Note that the container images include built content, including the Go boot
code, so you should build from the top level directory unless you're familiar
with Maven.

**(Optional)** When built, you can see, inspect and run them locally:

```
$ docker images
REPOSITORY TAG IMAGE ID CREATED SIZE
herohde-docker-apache.bintray.io/beam/python latest c8bf712741c8 About an hour ago 690MB
herohde-docker-apache.bintray.io/beam/java latest 33efc0947952 About an hour ago 773MB
[...]
```

Despite the names, these container images live only on your local machine.
While we will re-use the same tag "latest" for each build, the
images IDs will change.

**(Optional)**: the default setting for `docker-repository-root` specifies the above bintray
location. You can override it by adding:

```
-Ddocker-repository-root=<location>
```

Similarly, if you want to specify a specific tag instead of "latest", such as a "2.3.0"
version, you can do so by adding:

```
-Ddockerfile.tag=<tag>
```

## How to push container images

**Preprequisites**: obtain a docker registry account and ensure docker can push images to it,
usually by doing `docker login` with the appropriate information. The image you want
to push must also be present in the local docker image repository.

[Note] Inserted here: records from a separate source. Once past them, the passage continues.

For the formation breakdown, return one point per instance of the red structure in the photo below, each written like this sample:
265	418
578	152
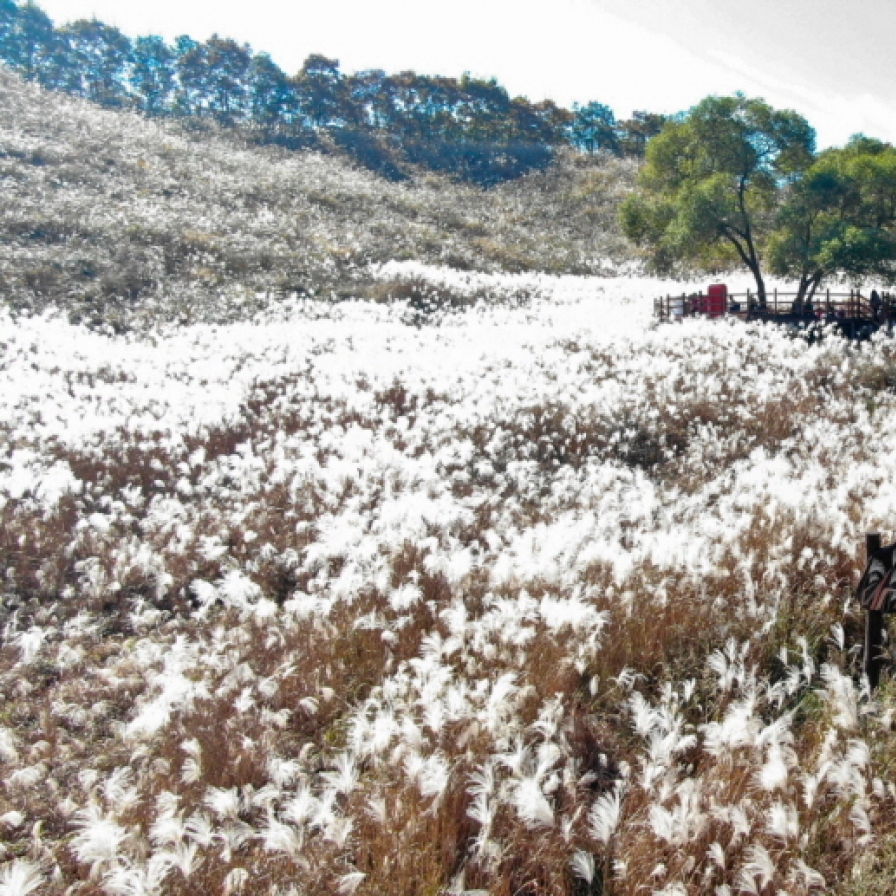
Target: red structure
716	300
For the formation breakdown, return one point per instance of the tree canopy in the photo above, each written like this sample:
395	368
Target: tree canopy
736	182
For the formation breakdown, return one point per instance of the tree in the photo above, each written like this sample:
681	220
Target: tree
839	218
228	67
323	93
29	40
594	127
714	181
152	75
634	132
98	56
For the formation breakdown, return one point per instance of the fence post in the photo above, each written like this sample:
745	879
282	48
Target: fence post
874	626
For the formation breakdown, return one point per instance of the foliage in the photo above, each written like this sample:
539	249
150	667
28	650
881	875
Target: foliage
468	127
510	602
713	181
839	217
735	182
119	219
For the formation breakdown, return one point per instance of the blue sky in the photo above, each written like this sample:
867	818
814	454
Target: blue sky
828	59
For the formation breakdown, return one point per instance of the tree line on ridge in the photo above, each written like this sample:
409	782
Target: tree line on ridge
468	127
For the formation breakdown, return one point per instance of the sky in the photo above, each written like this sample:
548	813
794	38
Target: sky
830	60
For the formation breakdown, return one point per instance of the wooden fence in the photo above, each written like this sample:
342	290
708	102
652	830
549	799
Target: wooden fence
852	311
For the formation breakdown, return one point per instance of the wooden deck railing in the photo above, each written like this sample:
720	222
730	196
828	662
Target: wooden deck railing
852	306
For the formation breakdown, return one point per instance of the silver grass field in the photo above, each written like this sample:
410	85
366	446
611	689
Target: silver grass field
520	595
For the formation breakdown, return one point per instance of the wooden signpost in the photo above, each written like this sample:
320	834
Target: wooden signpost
877	595
874	623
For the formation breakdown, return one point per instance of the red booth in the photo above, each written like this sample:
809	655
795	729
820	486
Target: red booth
716	300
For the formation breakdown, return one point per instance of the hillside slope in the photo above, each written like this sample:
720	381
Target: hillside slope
112	215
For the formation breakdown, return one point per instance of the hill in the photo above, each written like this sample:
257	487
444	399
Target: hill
118	218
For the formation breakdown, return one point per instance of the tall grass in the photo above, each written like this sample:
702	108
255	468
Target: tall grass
534	599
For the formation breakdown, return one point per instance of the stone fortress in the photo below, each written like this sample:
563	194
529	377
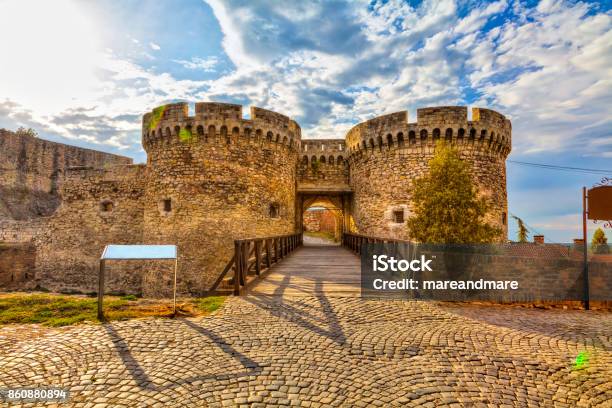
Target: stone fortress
215	177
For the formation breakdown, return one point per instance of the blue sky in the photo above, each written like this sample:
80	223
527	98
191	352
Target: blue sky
84	72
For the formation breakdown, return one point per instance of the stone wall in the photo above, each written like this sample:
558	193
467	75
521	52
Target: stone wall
387	154
320	220
17	265
31	171
323	164
215	178
99	207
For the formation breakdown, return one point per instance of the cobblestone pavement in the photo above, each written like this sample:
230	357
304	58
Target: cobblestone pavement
318	351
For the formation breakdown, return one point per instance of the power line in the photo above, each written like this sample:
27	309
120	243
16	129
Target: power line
562	168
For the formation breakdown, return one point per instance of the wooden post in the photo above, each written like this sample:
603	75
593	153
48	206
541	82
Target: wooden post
584	252
244	251
257	257
268	259
100	290
237	267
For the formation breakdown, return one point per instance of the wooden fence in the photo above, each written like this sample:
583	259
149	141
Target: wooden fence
253	257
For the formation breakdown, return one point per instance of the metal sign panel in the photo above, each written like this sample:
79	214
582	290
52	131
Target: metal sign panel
599	204
139	252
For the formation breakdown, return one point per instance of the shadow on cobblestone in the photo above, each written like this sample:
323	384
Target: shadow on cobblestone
144	382
279	307
123	349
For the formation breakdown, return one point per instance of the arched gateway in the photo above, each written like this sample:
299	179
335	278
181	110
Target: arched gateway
216	177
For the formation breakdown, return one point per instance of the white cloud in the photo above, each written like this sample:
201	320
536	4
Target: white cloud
205	64
331	65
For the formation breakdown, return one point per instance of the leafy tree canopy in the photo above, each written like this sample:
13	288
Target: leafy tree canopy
446	206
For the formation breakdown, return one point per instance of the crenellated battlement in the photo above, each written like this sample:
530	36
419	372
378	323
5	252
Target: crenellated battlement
488	131
218	123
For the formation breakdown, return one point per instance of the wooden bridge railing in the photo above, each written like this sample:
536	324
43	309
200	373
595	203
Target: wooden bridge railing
354	241
254	256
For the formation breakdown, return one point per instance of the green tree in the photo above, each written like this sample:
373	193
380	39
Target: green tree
447	208
599	243
522	229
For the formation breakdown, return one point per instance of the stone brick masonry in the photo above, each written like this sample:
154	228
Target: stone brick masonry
215	177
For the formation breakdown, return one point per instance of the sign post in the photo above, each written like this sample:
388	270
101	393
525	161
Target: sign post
139	252
596	205
584	248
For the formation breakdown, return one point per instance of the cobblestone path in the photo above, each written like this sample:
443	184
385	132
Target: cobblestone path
318	351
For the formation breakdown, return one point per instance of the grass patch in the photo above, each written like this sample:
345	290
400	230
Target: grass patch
62	310
129	297
209	304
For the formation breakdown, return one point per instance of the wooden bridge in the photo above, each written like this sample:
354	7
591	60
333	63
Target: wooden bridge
284	266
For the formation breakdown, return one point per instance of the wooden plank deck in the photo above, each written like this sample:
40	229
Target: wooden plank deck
313	270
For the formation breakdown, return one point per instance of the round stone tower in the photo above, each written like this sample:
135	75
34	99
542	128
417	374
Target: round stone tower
387	153
212	178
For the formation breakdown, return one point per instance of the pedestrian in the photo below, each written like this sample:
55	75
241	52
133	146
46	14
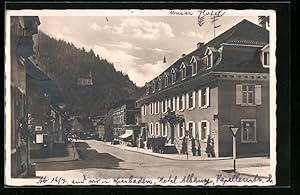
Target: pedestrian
209	146
193	146
184	146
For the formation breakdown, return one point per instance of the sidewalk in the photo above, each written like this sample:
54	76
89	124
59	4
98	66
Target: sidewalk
167	156
71	155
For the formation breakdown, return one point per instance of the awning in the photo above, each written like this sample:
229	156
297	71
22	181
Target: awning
125	135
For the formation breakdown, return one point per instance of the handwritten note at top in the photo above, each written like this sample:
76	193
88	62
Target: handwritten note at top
201	14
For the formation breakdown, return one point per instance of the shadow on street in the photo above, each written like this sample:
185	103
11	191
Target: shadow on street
89	158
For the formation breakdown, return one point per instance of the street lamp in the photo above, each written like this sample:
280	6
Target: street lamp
234	130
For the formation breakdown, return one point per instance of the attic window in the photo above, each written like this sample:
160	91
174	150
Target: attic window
209	58
173	74
147	89
265	56
194	66
183	71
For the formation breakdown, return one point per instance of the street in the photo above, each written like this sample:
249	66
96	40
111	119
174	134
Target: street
100	160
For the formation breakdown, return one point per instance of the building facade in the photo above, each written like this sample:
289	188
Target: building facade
221	84
21	31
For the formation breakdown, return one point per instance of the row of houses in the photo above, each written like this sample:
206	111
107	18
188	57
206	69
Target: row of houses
37	115
221	84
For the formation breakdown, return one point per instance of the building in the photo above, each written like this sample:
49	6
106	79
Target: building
126	119
222	83
21	44
45	105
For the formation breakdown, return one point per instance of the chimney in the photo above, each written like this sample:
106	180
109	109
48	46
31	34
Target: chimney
200	44
263	20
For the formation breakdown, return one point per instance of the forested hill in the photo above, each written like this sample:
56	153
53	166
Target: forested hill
65	63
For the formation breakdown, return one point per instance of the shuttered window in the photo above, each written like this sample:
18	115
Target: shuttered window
248	94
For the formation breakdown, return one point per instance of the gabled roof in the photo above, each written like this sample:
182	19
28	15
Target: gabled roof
244	32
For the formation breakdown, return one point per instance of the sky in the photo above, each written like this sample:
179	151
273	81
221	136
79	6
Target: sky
136	45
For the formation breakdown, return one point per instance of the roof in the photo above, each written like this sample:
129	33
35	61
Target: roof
42	80
244	32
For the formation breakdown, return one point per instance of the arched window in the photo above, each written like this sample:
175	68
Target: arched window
173	75
194	66
166	80
183	71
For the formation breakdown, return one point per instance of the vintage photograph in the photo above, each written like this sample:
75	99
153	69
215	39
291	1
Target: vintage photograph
140	97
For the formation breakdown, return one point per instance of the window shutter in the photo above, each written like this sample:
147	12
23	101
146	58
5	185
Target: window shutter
207	96
258	94
174	103
194	130
183	102
194	99
199	97
187	100
238	94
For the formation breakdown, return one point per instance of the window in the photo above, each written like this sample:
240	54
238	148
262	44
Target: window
166	80
194	66
209	60
164	129
157	129
151	128
164	106
180	102
203	130
159	84
172	104
248	94
153	87
191	129
183	71
157	107
266	58
173	74
181	130
190	97
248	132
144	110
203	97
151	108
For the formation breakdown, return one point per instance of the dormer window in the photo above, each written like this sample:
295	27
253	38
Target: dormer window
159	84
208	58
153	86
166	80
173	75
265	56
147	89
194	65
183	71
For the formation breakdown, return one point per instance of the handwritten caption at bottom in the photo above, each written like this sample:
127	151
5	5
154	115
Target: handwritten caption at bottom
190	179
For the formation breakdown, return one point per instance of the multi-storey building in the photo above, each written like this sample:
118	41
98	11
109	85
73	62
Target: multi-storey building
222	83
21	44
126	119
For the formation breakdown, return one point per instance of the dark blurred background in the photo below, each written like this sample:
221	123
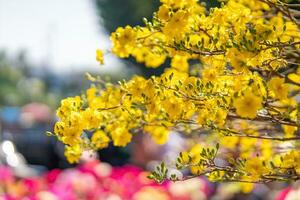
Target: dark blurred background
45	49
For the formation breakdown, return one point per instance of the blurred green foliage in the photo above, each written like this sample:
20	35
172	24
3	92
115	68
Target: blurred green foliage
17	87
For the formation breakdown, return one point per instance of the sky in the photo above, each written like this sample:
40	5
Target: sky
62	33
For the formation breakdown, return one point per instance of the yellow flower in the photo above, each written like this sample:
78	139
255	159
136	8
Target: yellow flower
209	74
279	88
178	24
163	13
120	136
180	63
160	134
99	56
100	140
254	168
73	153
247	105
289	131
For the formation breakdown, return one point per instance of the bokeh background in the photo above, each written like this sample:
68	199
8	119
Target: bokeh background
46	47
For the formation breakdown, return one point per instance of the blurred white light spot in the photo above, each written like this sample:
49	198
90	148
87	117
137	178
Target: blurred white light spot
8	147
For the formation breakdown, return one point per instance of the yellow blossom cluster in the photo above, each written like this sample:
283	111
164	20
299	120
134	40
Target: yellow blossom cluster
234	79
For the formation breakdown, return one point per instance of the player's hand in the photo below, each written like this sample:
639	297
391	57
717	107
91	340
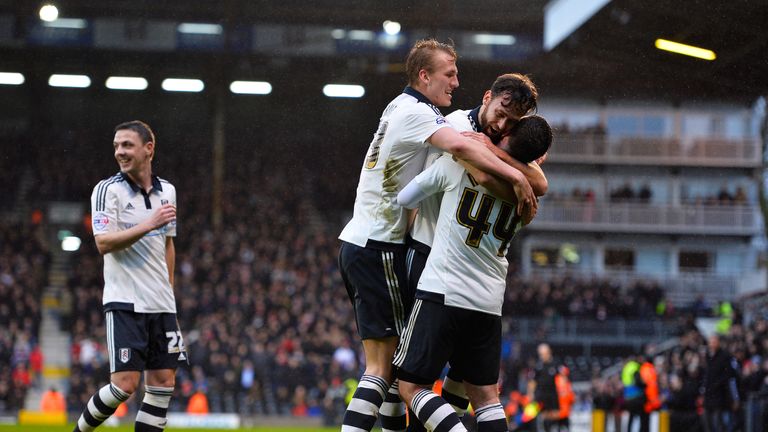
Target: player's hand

For the Python SDK harness container image, run:

```
$ docker push $USER-docker-apache.bintray.io/beam/python:latest
The push refers to a repository [herohde-docker-apache.bintray.io/beam/python]
f2a8798331f5: Pushed
6b200cb2b684: Layer already exists
bf56c6510f38: Layer already exists
7890d67efa6f: Layer already exists
b456afdc9996: Layer already exists
d752a0310ee4: Layer already exists
db64edce4b5b: Layer already exists
d5d60fc34309: Layer already exists
c01c63c6823d: Layer already exists
latest: digest: sha256:58da4d9173a29622f0572cfa22dfeafc45e6750dde4beab57a47a9d1d17d601b size: 2222

```

Similarly for the Java SDK harness container image. If you want to push the same image
to multiple registries, you can retagging the image using `docker tag` and push.

**(Optional)** On any machine, you can now pull the pushed container image:

```
$ docker pull $USER-docker-apache.bintray.io/beam/python:latest
latest: Pulling from beam/python
85b1f47fba49: Pull complete
5409e9a7fa9e: Pull complete
661393707836: Pull complete
1bb98c08d57e: Pull complete
c842a08369e2: Pull complete
310408aa843f: Pull complete
d6a27cfc2cf1: Pull complete
7a24cf0c9043: Pull complete
290b127dfe35: Pull complete
Digest: sha256:58da4d9173a29622f0572cfa22dfeafc45e6750dde4beab57a47a9d1d17d601b
Status: Downloaded newer image for herohde-docker-apache.bintray.io/beam/python:latest
$ docker images
REPOSITORY TAG IMAGE ID CREATED SIZE
herohde-docker-apache.bintray.io/beam/python latest c8bf712741c8 2 hours ago 690MB
[...]
```

Note that the image IDs and digests match their local counterparts.